As a taster, Mabel would like to describe to you some meals they shared on Íos (23-25 January 1884) with their hosts, the family Lorenziades, descendants of whom still reside on the island today, and introduce you to one of her favourite cheeses:

“Breakfasted at a kafeneion and sent our letter up to the Demarch Lorenziades, who at once came down from the town and told us he had no rooms for us to sleep in but we were to feed with him. The baggage and I were put on mules and we went up to the Chora. The family consisted chiefly of the Demarch, who has a little common 2nd wife very inferior to the rest but a kind little thing.
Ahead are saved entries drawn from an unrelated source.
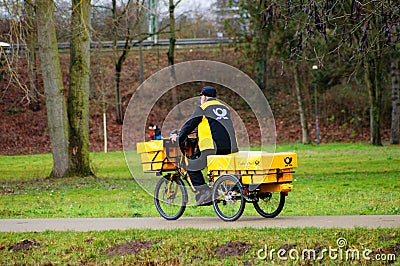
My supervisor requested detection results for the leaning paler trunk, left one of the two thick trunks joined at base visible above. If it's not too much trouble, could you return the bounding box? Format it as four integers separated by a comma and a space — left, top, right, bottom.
36, 0, 69, 177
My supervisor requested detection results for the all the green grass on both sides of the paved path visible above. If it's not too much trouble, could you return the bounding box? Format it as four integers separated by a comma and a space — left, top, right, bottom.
0, 144, 400, 265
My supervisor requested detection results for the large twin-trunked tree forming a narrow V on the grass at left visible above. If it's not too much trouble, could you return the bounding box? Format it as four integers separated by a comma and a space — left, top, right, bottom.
36, 0, 93, 177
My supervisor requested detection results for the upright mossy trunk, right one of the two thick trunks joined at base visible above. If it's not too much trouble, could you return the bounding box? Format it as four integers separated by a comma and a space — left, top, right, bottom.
68, 0, 93, 176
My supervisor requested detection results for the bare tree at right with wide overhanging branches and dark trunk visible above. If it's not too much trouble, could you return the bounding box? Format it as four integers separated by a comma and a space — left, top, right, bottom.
260, 0, 400, 146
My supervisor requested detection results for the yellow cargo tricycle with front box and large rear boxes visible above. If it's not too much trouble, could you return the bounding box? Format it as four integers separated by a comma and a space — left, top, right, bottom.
137, 133, 297, 221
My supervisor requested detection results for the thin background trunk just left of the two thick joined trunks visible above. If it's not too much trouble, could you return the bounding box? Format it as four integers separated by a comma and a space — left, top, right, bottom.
24, 0, 41, 112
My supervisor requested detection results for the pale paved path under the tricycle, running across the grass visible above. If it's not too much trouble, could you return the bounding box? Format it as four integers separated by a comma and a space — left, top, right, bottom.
0, 215, 400, 232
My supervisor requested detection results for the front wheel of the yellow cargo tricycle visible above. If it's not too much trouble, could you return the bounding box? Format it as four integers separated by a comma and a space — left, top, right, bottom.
154, 177, 188, 220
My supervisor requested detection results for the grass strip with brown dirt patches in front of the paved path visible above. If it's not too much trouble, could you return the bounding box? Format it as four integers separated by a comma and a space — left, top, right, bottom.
0, 228, 400, 265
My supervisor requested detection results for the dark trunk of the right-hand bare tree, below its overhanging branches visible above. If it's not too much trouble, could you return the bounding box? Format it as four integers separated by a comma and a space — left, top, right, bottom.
364, 56, 382, 146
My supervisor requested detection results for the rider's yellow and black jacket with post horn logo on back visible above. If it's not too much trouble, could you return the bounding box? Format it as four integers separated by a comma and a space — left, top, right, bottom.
179, 98, 238, 154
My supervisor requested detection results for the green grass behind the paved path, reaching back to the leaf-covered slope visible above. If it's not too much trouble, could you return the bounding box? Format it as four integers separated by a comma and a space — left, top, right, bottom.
0, 144, 400, 218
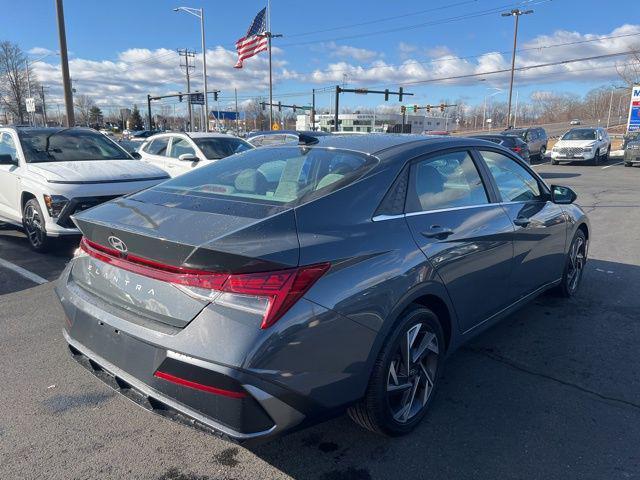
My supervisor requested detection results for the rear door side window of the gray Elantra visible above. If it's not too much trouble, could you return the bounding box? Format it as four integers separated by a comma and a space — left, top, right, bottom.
406, 151, 489, 212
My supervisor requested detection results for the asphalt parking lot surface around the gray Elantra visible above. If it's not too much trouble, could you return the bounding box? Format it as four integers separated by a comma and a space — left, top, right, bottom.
0, 158, 640, 480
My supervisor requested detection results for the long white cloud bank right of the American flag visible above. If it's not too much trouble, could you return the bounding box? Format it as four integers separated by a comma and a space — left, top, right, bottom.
303, 25, 640, 85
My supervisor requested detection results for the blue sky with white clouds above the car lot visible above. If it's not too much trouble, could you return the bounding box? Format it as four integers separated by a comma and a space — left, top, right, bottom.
0, 0, 640, 115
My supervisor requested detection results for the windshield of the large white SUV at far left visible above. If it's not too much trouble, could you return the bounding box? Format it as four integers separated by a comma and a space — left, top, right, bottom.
18, 129, 131, 163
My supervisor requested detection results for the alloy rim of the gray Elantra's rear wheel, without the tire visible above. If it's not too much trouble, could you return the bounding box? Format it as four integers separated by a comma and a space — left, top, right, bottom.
387, 323, 440, 424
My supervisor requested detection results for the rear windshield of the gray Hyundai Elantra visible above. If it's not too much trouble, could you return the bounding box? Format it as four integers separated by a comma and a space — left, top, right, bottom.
154, 146, 377, 204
I should have thought it unnecessary to marry her when there are so many other women in the world; his elder brother and 3 very pretty jolly girls Marousa, Aikaterena and Kaleroe, all tall and fat. A 3rd brother is the schoolmaster. All were quite like gentlemen and all in black frock-coats. There were at least 6 more people.
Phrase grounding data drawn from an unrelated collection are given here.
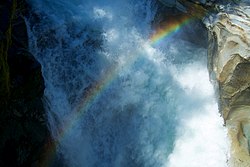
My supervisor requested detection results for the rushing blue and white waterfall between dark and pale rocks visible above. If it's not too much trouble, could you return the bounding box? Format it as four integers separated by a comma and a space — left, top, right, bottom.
27, 0, 228, 167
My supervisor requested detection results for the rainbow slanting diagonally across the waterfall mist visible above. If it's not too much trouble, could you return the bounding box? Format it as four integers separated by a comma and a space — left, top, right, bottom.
41, 17, 194, 166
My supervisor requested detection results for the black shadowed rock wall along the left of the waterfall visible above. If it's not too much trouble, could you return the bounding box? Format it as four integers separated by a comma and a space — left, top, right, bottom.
0, 0, 50, 167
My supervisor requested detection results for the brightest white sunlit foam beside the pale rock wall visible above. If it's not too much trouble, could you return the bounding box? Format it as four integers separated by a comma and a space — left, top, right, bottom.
167, 63, 229, 167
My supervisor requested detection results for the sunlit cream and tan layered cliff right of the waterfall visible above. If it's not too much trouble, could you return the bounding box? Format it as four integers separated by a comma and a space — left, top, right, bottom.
207, 5, 250, 167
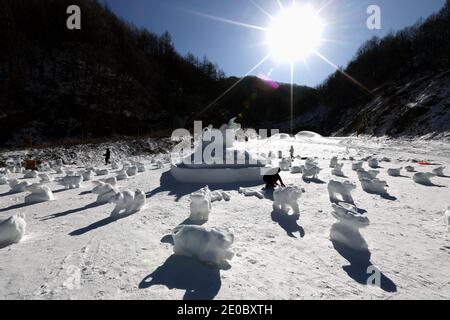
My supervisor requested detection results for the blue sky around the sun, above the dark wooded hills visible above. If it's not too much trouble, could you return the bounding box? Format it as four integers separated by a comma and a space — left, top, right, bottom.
103, 0, 445, 86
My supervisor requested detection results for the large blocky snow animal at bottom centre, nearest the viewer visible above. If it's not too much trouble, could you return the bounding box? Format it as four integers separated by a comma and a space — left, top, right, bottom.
173, 225, 234, 267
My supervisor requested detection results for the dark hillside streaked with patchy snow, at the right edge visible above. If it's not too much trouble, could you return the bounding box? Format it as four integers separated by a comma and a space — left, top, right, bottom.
335, 71, 450, 138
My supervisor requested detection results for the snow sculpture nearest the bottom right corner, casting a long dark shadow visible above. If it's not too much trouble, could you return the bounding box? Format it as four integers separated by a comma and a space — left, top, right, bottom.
330, 202, 370, 252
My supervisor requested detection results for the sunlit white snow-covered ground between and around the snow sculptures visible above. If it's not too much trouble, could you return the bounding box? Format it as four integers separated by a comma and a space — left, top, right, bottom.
0, 138, 450, 300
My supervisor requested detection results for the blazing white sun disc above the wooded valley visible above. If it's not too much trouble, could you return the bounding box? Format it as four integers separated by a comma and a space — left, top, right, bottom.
266, 5, 324, 63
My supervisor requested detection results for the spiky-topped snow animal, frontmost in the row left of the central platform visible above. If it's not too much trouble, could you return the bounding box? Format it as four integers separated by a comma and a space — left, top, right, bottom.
109, 190, 146, 218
Mesithra is a sort of curd made of sheep’s milk in a basket, just like 'brocciu' of Corsica
‘Mesithra is a sort of curd made of sheep’s milk in a basket, just like “brocciu” of Corsica’
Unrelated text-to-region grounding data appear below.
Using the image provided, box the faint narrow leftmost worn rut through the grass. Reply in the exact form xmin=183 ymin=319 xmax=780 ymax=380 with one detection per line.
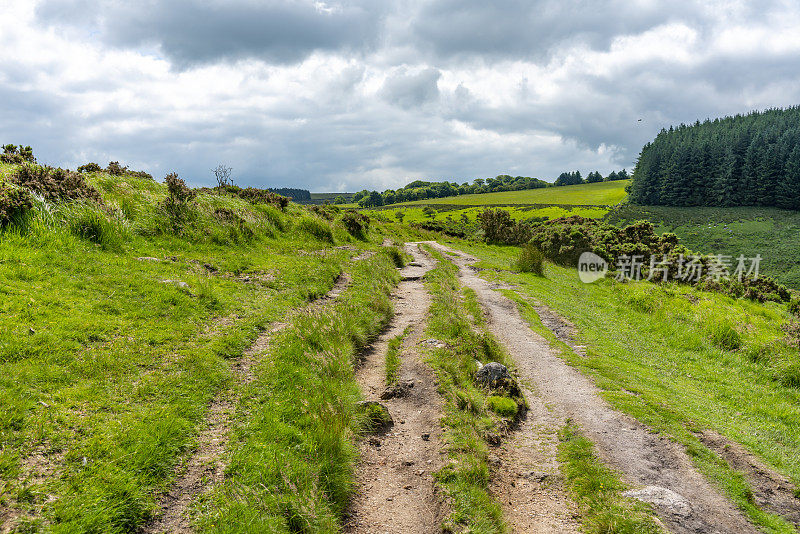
xmin=145 ymin=253 xmax=364 ymax=534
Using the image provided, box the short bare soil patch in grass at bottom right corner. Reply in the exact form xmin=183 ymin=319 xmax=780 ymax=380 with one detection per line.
xmin=697 ymin=430 xmax=800 ymax=526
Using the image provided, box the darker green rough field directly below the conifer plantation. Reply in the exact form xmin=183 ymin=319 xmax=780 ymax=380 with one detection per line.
xmin=608 ymin=205 xmax=800 ymax=289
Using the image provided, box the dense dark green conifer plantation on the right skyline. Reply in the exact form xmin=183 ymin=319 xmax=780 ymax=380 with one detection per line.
xmin=630 ymin=106 xmax=800 ymax=210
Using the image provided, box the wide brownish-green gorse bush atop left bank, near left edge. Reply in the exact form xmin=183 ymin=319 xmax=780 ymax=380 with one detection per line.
xmin=9 ymin=164 xmax=103 ymax=204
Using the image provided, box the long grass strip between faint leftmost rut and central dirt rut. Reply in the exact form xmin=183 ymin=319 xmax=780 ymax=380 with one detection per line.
xmin=198 ymin=254 xmax=398 ymax=533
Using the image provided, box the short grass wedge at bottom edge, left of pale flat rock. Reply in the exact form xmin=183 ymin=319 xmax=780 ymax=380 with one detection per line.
xmin=558 ymin=421 xmax=663 ymax=534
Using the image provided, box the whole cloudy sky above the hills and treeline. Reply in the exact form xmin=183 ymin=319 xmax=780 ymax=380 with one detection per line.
xmin=0 ymin=0 xmax=800 ymax=191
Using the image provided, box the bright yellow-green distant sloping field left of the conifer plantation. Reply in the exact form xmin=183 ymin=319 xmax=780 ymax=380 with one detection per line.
xmin=397 ymin=180 xmax=630 ymax=210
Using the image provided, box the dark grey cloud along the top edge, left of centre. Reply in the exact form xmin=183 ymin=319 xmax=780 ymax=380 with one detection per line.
xmin=37 ymin=0 xmax=385 ymax=68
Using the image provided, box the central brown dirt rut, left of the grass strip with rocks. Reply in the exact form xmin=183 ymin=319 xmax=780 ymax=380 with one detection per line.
xmin=345 ymin=245 xmax=445 ymax=534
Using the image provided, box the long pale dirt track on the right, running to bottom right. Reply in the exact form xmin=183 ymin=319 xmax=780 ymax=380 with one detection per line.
xmin=431 ymin=243 xmax=756 ymax=533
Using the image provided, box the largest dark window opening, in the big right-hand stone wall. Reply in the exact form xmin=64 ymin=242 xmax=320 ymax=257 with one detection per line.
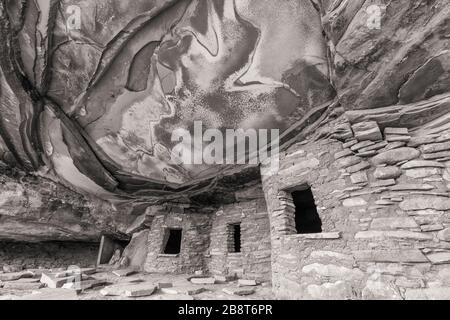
xmin=292 ymin=188 xmax=322 ymax=234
“They received us most kindly and were really the most congenial people we have met. We took a house consisting of bedroom, pantry and sitting room, where Matthew [the Bents’ assistant, M. Símos] slept, and a kitchen, and went for our meals to the Demarch’s. They did everything they possibly could to please and amuse us. The dinner party consisted of the three brothers, the wife, Marousa and we 3. The first day we had chicken soup boiled, and roast chicken; 2nd ditto kid, 3rd ditto fish, and 3 times a day did we get mesithra and honey. Mesithra is a sort of curd made of sheep’s milk in a basket, just like ‘brocciu’ of Corsica. After dinner some of them dressed up in old costumes, of most splendid gold brocade and gold lace and embroidery. Such is the power of dress that we did not know where they had got the wonderfully beautiful woman in green and gold, and never found out till next day it was Aikaterene:

“Next morning, Friday [January] 25th, the Demarch came to fetch us to breakfast, and, M having evidently informed about the English customs, we had 2 eggs, a glass of milk and some mesithra and honey. Afterwards we and the Demarch started to Plaketos at the other side of the island: 3 hours. We saw the supposed tomb of Homer who died here on his way from Samos to Athens and then went to a little hut of an old man where we lunched in a very rough way; wine in a large wooden basin and scooped and drunk out of a little gourd. The hut was very low, door 4 feet high and a bed built of stones with twigs and straw 4 feet square. Even in better houses the doors are often too low. We had cold fish and cold soft eggs and they are hard, whether hot or cold, to eat without a spoon.” (from the Travel Chronicles of Mabel Bent, Vol 1, pp. 38-9)

One thought on “Mabel’s Menus: the culinary notes of an archaeologist (1880-1900)”

  1. A large amount of gear? At one point in 1890, if I recall, she recounts that they were a part of 16! That’s a pretty good-sized group to go up and down some of the rather slick and treacherous hillsides in the region where Mabel reports they carried her camera!